Thanks for your question and welcome to the Prodigy community :wave:

So you're right that the in a similar thread is your best bet. Since Prodigy is a developer tool, it is designed to be used for manual code to extend it's functionality for one-off cases like this. I've rewritten this like that post:

import spacy
from spacy.tokens import DocBin
import srsly

path_data = "train.spacy"

nlp = spacy.blank("en")

doc_bin = DocBin().from_disk(path_data)
examples = []
for doc in doc_bin.get_docs(nlp.vocab):
    spans = [{"start": ent.start_char, "end": ent.end_char, "label": ent.label_} for ent in doc.ents]
    examples.append({"text": doc.text, "spans": spans})

srsly.write_jsonl("train.jsonl", examples)

As you may have seen, you'd then need to run:

python -m prodigy db-in ner_sample train.jsonl

You can also skip the .jsonl step and instead load the data into the Prodigy database. To do this, you'd do the same steps above but instead of writing to .jsonl you can load directly into the Prodigy database:

import spacy
from spacy.tokens import DocBin
from prodigy.components.db import connect
from prodigy import set_hashes

path_data = "train.spacy"

nlp = spacy.blank("en")

doc_bin = DocBin().from_disk(path_data)
examples = []
for doc in doc_bin.get_docs(nlp.vocab):
    spans = [{"start": ent.start_char, "end": ent.end_char, "label": ent.label_} for ent in doc.ents]
    examples.append({"text": doc.text, "spans": spans})

db = connect()                             # connect to the database
db.add_dataset("ner_sample")               # add dataset ner_sample
examples = (set_hashes(eg) for eg in examples) # add hashes; creates generator
db.add_examples(list(examples), ["ner_sample"])  # add examples to ner_sample; need list as was generator

That code does about the same to db-in but doesn't have some of the checks.
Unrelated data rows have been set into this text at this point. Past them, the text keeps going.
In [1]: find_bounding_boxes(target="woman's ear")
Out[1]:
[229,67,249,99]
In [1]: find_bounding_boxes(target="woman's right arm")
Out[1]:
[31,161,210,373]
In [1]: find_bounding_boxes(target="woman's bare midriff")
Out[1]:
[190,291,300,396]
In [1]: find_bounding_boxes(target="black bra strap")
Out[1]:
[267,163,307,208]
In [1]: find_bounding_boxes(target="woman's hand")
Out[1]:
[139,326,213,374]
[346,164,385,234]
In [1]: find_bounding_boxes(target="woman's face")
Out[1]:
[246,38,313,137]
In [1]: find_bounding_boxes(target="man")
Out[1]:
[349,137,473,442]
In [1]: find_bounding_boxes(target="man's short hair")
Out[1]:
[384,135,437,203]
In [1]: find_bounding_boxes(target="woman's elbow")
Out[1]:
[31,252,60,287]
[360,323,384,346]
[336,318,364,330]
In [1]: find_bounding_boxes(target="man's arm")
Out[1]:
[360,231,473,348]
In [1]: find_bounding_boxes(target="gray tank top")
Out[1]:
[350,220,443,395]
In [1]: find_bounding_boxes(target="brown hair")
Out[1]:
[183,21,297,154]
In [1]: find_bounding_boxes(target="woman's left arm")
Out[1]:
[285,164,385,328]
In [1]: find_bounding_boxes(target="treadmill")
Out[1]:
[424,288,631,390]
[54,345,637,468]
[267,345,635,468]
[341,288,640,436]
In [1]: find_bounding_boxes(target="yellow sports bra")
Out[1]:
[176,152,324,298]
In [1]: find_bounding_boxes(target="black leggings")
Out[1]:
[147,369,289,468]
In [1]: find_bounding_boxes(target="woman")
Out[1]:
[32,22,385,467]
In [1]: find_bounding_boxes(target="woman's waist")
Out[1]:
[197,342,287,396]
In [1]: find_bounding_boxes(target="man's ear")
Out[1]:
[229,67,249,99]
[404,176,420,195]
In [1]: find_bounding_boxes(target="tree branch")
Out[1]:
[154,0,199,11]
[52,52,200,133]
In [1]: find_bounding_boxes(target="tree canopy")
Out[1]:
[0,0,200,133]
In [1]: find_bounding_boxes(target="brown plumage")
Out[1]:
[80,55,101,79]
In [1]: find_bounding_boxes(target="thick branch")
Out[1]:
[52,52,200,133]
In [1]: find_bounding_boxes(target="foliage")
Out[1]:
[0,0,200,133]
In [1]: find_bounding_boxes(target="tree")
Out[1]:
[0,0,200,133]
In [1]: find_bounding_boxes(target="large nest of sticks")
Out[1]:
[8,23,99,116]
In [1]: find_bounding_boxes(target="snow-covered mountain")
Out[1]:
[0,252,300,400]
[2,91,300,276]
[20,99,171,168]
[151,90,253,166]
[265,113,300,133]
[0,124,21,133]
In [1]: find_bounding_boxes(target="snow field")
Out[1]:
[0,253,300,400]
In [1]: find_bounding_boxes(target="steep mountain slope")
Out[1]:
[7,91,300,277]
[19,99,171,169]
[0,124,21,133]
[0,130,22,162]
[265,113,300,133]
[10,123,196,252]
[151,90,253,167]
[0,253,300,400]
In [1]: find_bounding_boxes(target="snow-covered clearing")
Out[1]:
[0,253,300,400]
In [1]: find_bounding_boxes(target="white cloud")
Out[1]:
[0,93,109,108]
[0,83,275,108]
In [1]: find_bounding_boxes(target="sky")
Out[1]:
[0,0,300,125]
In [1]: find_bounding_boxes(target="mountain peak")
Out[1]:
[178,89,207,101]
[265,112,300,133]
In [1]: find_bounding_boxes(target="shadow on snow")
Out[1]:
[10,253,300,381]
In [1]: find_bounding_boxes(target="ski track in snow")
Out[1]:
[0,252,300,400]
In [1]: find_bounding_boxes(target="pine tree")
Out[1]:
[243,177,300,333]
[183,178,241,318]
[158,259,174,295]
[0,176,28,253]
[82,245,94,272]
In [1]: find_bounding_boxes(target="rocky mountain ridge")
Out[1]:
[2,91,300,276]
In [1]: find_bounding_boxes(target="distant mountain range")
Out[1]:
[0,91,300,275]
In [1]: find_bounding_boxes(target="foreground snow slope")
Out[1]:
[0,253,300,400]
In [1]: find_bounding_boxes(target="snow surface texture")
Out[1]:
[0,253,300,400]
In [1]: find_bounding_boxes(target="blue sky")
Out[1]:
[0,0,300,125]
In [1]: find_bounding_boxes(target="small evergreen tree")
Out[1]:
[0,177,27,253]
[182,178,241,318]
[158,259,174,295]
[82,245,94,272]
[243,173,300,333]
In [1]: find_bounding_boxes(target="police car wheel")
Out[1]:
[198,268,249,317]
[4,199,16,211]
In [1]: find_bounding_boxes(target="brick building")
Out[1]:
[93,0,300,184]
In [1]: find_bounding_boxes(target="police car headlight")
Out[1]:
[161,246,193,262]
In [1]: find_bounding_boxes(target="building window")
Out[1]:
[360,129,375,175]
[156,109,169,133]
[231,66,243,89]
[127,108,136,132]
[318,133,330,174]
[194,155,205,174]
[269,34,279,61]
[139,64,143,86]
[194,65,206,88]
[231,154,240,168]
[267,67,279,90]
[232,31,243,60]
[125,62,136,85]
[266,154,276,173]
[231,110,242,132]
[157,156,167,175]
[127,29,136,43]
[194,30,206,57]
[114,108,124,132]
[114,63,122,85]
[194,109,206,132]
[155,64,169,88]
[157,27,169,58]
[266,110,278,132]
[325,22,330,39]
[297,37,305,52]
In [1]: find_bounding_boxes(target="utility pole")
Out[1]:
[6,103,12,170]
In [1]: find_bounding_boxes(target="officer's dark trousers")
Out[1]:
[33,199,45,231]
Therefore, I would recommend just loading with db-in but that'll still show you how it's possible.

I'm curious - can you explain why you're doing this? Is it because of some old .spacy files you created before using Prodigy (and no you want to them to a Prodigy workflow)? So this is more of a one-time load? Or do you plan to do this an on-going basis?

The reason there isn't an off-the-shelf recipe that does the opposite of data-to-spacy is because it's generally thought that users would want to move data out of the Prodigy database when training, not the other way around. Thanks for your help!